Masih seputar Nyepi.
Karena hujan, ogoh-ogoh jadi berat. Kelompok adikku ga mampu mengarak ogoh-ogoh ampe pantai. Baru setengah jalan ogoh-ogoh langsung dibuang ke terowongan. Yang kata adikku,"Itu lho terowongan bekas tempat orang PKI dulu membantai warga desa!".
Terowongan itu ga begitu gede. Ada di bawah jalan raya. Sebagai penghubung sungai kecil yang sekarang telah mati. Aliran sungai ini dihubungkan oleh terowongan dari timur jalan raya ke barat. Dari cerita ibukku emang bener dulu di terowongan itu adalah tempat orang - orang PKI membantai warga yang dianggap "harus dimusnahkan". Ceritanya itu tepat ketika kakekku muda, baru punya anak 2, dan ibukku belum lahir. Tahun berapa tuh ya?

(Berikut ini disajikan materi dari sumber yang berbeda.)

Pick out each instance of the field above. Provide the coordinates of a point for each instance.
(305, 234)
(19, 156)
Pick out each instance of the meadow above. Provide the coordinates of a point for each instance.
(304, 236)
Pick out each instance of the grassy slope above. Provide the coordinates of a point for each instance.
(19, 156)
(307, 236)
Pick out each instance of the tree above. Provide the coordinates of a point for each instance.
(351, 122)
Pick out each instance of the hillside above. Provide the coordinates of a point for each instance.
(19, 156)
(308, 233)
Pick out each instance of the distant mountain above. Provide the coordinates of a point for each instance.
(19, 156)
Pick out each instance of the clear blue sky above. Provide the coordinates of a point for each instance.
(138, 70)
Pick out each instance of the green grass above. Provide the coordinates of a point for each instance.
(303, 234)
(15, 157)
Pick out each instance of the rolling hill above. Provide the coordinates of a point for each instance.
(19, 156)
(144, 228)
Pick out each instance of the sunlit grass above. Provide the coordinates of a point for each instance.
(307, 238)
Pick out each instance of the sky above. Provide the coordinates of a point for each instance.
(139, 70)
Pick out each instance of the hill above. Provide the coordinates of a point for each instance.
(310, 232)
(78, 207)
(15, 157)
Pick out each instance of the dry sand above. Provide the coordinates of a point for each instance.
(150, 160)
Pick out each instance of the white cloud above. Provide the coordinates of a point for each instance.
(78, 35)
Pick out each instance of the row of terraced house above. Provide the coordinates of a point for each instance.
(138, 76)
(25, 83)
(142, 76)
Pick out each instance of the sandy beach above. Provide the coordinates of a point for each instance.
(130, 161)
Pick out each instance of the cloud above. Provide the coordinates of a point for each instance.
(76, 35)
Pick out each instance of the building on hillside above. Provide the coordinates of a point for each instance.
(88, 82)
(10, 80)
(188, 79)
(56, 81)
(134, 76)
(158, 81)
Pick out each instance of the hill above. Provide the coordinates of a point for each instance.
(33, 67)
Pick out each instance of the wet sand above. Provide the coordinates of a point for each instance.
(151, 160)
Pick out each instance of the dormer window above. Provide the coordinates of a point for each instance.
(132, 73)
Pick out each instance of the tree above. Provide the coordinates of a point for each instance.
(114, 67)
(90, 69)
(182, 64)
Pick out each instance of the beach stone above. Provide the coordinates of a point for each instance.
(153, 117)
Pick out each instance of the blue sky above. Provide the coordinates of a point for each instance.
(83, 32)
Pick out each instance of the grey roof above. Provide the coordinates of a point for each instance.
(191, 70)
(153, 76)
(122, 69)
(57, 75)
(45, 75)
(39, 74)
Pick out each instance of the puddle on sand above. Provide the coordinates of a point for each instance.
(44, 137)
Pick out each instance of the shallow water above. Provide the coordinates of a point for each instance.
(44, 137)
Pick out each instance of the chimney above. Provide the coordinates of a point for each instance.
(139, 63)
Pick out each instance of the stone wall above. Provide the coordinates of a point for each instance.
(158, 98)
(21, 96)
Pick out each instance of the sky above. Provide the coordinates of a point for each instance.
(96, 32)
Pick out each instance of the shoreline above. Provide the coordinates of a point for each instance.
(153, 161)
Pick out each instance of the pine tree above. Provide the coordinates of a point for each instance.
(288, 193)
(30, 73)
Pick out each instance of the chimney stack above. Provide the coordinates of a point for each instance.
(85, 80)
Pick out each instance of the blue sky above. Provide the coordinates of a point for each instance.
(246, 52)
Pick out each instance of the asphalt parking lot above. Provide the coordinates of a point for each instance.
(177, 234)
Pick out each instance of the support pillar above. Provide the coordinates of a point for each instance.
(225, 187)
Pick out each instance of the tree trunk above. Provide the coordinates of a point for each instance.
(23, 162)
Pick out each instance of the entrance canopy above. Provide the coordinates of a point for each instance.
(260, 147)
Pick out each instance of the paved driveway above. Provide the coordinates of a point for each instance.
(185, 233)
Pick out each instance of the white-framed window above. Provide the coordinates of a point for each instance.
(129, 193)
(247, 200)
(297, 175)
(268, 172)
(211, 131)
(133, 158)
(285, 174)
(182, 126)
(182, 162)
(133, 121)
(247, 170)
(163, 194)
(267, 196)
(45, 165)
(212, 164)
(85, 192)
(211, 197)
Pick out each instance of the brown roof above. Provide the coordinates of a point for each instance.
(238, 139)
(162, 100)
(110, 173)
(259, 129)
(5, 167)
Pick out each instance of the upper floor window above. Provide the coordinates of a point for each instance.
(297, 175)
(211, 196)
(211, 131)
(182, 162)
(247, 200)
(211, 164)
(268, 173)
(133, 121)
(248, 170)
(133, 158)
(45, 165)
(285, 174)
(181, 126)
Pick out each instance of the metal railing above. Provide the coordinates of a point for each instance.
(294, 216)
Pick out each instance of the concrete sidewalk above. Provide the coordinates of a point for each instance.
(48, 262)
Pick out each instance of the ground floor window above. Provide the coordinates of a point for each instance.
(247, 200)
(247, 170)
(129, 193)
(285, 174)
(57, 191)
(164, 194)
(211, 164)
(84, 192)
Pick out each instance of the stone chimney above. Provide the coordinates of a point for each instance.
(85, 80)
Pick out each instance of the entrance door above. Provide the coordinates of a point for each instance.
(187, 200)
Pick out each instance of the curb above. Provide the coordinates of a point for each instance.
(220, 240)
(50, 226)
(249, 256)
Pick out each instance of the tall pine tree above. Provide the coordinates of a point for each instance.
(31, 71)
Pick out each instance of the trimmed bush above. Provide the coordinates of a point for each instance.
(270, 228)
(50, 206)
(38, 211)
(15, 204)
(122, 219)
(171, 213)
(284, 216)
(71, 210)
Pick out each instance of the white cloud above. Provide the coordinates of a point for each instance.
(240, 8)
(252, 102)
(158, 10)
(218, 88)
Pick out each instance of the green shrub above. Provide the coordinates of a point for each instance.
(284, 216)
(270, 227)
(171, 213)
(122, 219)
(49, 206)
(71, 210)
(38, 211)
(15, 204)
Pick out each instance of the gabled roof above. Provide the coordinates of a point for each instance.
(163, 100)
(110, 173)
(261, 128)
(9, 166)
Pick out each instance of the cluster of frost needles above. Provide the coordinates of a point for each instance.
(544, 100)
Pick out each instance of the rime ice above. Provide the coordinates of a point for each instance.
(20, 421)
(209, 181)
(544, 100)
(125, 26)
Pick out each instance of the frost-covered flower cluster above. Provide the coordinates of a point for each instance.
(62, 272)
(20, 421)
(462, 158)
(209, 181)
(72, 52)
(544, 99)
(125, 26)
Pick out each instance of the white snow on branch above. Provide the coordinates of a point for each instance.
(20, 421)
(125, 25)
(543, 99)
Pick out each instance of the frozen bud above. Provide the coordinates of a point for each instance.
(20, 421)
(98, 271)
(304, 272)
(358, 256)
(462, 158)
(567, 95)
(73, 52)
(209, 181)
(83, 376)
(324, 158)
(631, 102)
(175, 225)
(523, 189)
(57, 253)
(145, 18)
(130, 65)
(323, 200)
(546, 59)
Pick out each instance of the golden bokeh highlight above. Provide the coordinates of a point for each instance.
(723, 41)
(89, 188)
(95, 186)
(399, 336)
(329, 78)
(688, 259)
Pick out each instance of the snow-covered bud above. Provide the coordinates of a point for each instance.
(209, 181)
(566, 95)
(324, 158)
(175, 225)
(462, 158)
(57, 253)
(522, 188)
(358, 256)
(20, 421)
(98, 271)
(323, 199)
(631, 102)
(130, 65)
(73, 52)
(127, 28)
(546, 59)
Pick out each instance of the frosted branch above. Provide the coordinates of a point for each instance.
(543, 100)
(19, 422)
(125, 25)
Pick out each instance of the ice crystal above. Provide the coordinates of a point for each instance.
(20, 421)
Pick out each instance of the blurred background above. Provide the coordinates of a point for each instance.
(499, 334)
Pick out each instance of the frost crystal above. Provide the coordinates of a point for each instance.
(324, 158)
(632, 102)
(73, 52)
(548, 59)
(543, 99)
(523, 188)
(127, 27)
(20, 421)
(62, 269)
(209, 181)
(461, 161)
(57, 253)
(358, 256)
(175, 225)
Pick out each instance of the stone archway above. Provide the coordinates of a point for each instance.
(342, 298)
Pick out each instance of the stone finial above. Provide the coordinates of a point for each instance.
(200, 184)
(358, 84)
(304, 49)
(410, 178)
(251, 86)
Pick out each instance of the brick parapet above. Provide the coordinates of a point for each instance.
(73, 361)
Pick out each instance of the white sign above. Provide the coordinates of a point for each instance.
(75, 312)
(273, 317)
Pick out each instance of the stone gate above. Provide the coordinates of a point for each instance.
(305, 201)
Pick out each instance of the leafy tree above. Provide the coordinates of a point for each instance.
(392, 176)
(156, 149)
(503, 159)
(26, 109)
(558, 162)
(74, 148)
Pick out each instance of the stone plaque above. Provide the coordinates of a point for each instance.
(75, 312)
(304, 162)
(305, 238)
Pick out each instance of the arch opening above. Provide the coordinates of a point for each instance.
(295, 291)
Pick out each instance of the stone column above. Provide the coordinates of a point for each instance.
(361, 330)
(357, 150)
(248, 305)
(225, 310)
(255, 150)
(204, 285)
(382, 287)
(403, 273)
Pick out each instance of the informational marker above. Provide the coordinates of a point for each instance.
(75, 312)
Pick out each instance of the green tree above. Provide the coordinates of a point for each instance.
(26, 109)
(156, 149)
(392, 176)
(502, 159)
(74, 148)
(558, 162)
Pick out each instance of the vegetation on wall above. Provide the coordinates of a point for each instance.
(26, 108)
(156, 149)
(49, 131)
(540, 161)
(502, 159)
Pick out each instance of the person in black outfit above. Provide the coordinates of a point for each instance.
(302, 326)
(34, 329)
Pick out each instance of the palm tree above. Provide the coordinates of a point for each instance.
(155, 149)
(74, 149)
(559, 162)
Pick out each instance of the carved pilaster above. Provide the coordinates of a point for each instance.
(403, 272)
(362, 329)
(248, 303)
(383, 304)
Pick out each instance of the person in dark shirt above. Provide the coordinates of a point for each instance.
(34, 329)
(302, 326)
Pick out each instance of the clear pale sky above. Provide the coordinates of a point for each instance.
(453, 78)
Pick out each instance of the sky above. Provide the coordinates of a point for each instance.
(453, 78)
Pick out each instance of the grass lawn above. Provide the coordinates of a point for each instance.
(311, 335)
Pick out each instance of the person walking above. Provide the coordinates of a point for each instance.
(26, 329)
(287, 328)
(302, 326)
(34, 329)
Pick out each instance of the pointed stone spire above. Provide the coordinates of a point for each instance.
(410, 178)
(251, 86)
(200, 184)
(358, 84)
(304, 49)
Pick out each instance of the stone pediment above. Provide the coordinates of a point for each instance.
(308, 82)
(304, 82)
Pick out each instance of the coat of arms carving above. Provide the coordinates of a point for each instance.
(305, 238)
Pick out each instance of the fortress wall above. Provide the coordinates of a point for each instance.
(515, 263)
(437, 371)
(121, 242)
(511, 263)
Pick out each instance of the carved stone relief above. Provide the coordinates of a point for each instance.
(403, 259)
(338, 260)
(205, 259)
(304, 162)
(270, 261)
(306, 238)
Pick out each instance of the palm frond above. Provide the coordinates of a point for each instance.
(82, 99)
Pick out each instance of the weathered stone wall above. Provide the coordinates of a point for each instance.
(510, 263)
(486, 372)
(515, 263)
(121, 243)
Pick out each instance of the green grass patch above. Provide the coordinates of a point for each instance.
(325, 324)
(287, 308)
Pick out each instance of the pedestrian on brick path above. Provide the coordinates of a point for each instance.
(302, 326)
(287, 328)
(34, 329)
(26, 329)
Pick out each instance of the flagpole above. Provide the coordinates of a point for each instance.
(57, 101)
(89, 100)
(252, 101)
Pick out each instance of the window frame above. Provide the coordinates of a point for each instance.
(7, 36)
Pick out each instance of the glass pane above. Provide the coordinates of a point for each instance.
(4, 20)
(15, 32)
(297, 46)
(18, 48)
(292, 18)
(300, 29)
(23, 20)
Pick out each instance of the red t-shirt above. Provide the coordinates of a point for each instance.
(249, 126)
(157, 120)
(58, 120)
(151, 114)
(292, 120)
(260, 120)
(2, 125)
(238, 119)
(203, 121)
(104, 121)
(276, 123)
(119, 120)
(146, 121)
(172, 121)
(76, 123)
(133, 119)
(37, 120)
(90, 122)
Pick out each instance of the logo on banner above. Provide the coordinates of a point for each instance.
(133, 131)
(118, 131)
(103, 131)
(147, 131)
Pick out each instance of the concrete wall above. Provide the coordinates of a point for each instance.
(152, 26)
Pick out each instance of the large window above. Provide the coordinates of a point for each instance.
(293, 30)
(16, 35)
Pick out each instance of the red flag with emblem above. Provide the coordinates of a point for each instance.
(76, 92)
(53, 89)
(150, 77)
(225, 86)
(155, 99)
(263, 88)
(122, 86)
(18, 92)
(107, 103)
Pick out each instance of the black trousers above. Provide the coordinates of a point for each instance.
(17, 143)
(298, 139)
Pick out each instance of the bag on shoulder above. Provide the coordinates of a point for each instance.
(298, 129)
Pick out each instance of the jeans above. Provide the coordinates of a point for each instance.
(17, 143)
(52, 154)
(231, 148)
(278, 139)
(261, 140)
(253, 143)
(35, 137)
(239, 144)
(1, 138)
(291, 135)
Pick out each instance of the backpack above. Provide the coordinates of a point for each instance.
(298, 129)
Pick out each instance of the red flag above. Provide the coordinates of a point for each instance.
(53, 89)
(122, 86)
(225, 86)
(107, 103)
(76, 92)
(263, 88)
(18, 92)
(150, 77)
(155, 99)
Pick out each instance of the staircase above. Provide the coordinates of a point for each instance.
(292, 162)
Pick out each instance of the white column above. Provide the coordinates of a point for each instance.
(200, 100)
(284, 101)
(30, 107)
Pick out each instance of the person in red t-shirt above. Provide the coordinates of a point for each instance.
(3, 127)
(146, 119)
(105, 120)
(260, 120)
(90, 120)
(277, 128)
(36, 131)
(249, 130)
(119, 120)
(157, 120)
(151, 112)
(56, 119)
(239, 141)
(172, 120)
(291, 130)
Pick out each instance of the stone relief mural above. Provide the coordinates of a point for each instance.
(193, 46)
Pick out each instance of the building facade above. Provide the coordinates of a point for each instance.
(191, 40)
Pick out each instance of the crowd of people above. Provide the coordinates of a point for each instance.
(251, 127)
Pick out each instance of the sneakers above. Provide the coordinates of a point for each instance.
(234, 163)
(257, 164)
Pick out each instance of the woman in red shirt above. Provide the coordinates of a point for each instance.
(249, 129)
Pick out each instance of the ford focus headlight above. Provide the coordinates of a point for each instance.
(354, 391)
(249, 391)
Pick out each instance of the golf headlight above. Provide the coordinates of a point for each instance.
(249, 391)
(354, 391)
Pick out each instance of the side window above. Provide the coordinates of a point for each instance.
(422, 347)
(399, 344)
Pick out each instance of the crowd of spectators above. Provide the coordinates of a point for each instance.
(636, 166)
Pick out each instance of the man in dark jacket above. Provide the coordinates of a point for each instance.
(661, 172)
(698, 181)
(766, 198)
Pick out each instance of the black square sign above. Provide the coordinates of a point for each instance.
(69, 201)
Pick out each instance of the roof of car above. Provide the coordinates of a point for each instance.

Kata ibukku, dulu dikenal dua kelompok utama. Udah kayak pilm perang, ada yang baik, dan ada yang jahat. Kelompok pertama dikenal dengan kelompok merah, yaitu kelompok PKI. Sedangkan yang lainnya adalah kelompok hitam, atau PNI (pro Soekarno). Si kelompok baik itu adalah PNI.
Kakekku sendiri masuk kelompok hitam. Tapi kakek seperti sangut (tokoh dalam pewayangan Bali), yang ketika berada di dekat kelompok merah, maka dia berlagak seperti mendukung kelompok merah. Tapi sebenernya dia pendukung PNI. Hanya karena takut dibunuh aja makanya dia harus berpura-pura, bersandiwara, dan harus pintar bawa diri.
Sempet PKI mendadak menyerang. Kelompok kakekku langsung bersembunyi ke tempat penyimpanan kayu bakar. Sayangnya, dalam kelompok hitam ternyata ada sangut juga. Sangut ini melaporkan tempat persembunyian kelompok hitam ke kelompok merah. Setelah sedikit bersandiwara ke ketua kelompok merah, kakekku dibebaskan dan segera mengajak keluarganya ke bukit yang jauh untuk bersembunyi. Sedangkan ketua kelompok merah dibunuh di tempat.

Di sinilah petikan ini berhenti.